All of us have dealt with or witnessed internet trolls who do not productively contribute to online communities and often ruin the experience for many others.
What it does
Our project is a Django web app that takes text as input and determines whether the author of the text is sincere or not. Our app uses deep learning in order to classify text as sincere or insincere. Users interact with our project via a website that takes text input or a Google Chrome browser extension that takes text that a user highlights on any webpage as input.
How we built it
Our deep learning model was built with data from Quora that includes over 1.3 million sentences and their labels as sincere or insincere. Our model uses transfer learning in order to generate a high-dimensional feature space for sentences, which is passed to a custom designed deep neural network for classification. The input is passed from our website or Chrome extension front-end to the backend, which runs the classification model.
Challenges we ran into
Finding appropriate data and preprocessing the data was a significant challenge. The data we ended up using had 1.3 million data samples, which took significant time in compute as well as storage (a processed version of the dataset was over 7 GB large). Additionally, we had to learn Django backend development from scratch to tie everything together.

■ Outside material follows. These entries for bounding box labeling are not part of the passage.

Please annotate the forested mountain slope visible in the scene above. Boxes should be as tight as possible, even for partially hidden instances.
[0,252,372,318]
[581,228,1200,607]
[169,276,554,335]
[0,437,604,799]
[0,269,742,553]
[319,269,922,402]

Accomplishments that we're proud of
We were able to take a raw data set and make something useful out of it. We were able to implement transfer learning from techniques validated by research scientists at Google AI and apply it to our own specific natural language processing task. Our model was able to achieve 96% accuracy on test data and achieve an F1 score of approximately 0.68, within 0.03 of the top Kaggle submissions submitted over the last two months for the competition where our data was sourced. We then went beyond research to develop multiple products that could use this model: a web app, Chrome extension, Firefox extension, and Twilio app.
What we learned
We learned that we can learn fast just like our deep learning models.
What's next for Sincerely, AI
Running our app on GPU servers would significantly improve inference time. We could also train on more data to improve our predictions.